À l’origine de ce show si couru et si privé ? Le groupe Richemont, numéro deux du luxe en France après LVMH. À tout seigneur tout honneur, il y présente ses douze marques jusqu’au 23 janvier (IWC, Jaeger-LeCoultre, A. Lange & Söhne, Vacheron Constantin, Baume & Mercier, Dunhill, Montblanc, Panerai, Roger Dubuis et Van Cleef & Arpels). Les autres sont des indépendants comme Audemars Piguet, JeanRichard, Girard-Perregaux et Parmigiani. L’événement remplit le rôle de baromètre de la santé du secteur de la haute horlogerie et de la joaillerie, et plus simplement du luxe. Cette année, pour la première fois de son existence et pour une question d’organisation, il a été déplacé en janvier. D’habitude il ouvre en mars-avril, aux avant-postes de la Foire horlogère de Bâle, et connaît une atmosphère trépidante, les acheteurs passant d’un salon à l’autre. Est-ce un effet de la crise ou de ce changement de dates ? L’atmosphère était cette fois nettement plus calme. Les grands acheteurs semblent en effet s’être déplacés en solitaires, sans leurs équipes, frais de transport obligent, quitte à passer les commandes seuls. Un exercice peu aisé au moment où l’horizon présente un total manque de visibilité. Le groupe Richemont lui même annonce un chiffre d’affaires en recul de 7 % pour 2008, alors que, dans les couloirs, les spécialistes évoquaient leurs « immenses inquiétudes ».
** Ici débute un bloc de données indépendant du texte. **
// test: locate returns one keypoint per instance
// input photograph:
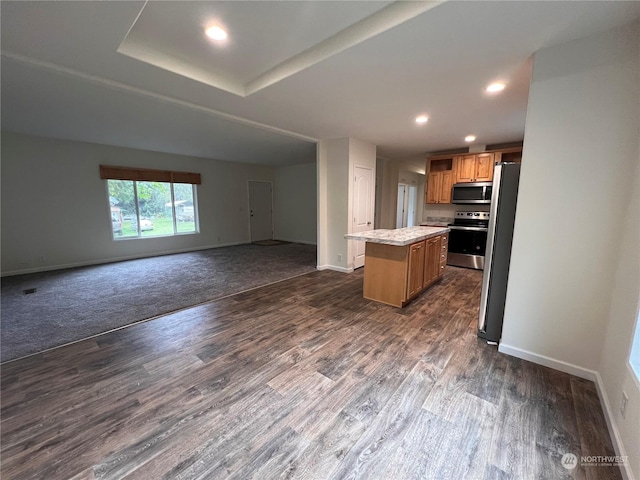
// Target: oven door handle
(471, 229)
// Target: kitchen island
(402, 263)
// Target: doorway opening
(260, 211)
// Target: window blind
(110, 172)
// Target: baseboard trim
(585, 373)
(609, 417)
(293, 240)
(115, 259)
(548, 362)
(334, 268)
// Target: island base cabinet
(385, 273)
(394, 275)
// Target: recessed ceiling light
(216, 33)
(496, 87)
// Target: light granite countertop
(399, 236)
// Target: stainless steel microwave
(471, 193)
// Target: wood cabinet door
(446, 183)
(416, 268)
(484, 167)
(466, 168)
(433, 187)
(432, 260)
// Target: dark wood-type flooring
(300, 379)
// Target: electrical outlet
(623, 404)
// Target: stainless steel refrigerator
(498, 253)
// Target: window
(149, 207)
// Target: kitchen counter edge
(399, 237)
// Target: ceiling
(143, 75)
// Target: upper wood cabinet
(445, 170)
(440, 179)
(439, 187)
(477, 167)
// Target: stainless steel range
(468, 239)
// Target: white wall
(362, 154)
(333, 202)
(573, 245)
(614, 369)
(295, 203)
(55, 208)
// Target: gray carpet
(73, 304)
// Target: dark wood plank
(300, 379)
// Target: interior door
(401, 207)
(260, 211)
(363, 201)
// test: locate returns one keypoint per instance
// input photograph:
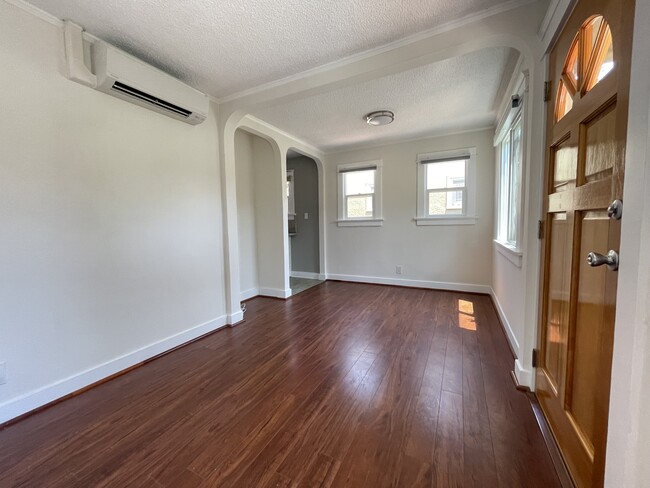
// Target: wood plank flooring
(343, 385)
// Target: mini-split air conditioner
(123, 76)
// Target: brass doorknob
(611, 260)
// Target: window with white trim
(359, 193)
(509, 196)
(446, 188)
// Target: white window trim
(376, 220)
(515, 256)
(469, 217)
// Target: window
(445, 188)
(510, 185)
(360, 194)
(509, 189)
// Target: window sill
(445, 220)
(360, 223)
(513, 255)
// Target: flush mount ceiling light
(382, 117)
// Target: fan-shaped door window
(589, 60)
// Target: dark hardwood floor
(343, 385)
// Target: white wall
(246, 222)
(628, 441)
(434, 256)
(111, 228)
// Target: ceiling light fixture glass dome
(382, 117)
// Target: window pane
(504, 189)
(359, 182)
(446, 202)
(515, 184)
(450, 174)
(359, 206)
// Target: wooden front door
(586, 131)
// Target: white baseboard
(524, 376)
(35, 399)
(245, 295)
(235, 318)
(275, 292)
(306, 274)
(506, 327)
(434, 285)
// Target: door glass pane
(592, 325)
(601, 147)
(565, 165)
(557, 308)
(603, 59)
(563, 102)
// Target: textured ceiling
(222, 47)
(452, 95)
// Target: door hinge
(547, 91)
(535, 358)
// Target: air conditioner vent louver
(145, 97)
(121, 75)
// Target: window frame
(468, 217)
(376, 220)
(512, 250)
(291, 196)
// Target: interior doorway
(304, 221)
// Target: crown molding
(431, 135)
(36, 12)
(556, 14)
(405, 41)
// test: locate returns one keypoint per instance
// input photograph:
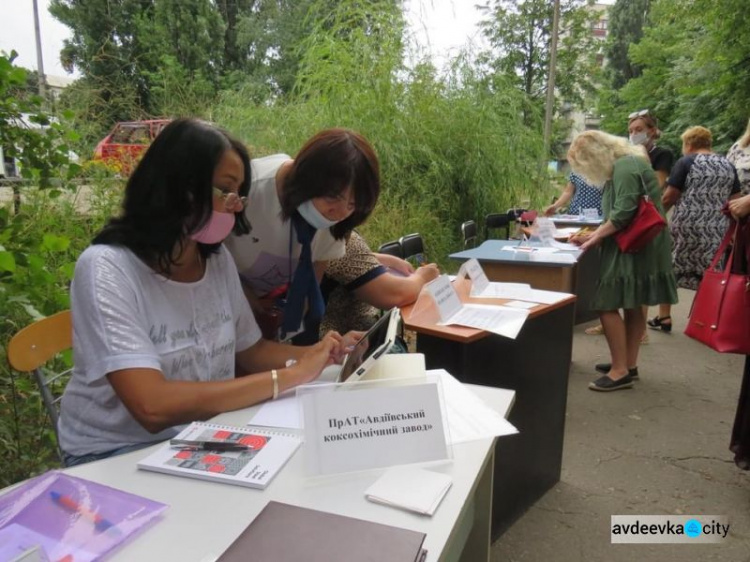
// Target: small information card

Une conjoncture glaciaire à bien des égards

Les chiffres de fréquentation, annoncés à l’AFP avant même la fin de la manifestation, soulignent le caractère exceptionnel de cette situation. Fabienne Lupo, directrice du salon, prévoit une fréquentation fondue comme neige au soleil avec « une baisse de 50 % pour l’Amérique du Nord, proche de 45 % pour le Japon, tandis que l’Asie devrait aussi afficher une fréquentation en baisse de 25 % », et conclue du même coup sur la conjoncture « glaciaire à bien des égards ». Enfin, comme une mauvaise nouvelle n’arrive jamais seule, le joaillier français Cartier, filiale du groupe Richemont, annonçait la mise au chômage partiel de la quasi-totalité de son site de Villars-sur-Glâne pour faire face au ralentissement conjoncturel de ses commandes.

Nous avons connu de belles rencontres créatives et d’autres misent sur un élargissement des gammes afin de toucher toute la clientèle possible

Du coup, le SIHH a remisé les paillettes, le glamour et les coupes de champagne. On a coupé dans les dépenses pharaoniques – sauf quelques exceptions, dont Audemars-Piguet ou IWC, qui ont maintenu leurs soirées. En revanche, côté nouveautés, une stratégie s’amorce. Nous avons connu de belles rencontres créatives et d’autres misent sur un élargissement des gammes afin de toucher toute la clientèle possible. Ces efforts sont vraiment encourageants et démontrent que, malgré une crise sévère, le haut luxe sait encore tirer des cartouches qui font mouche.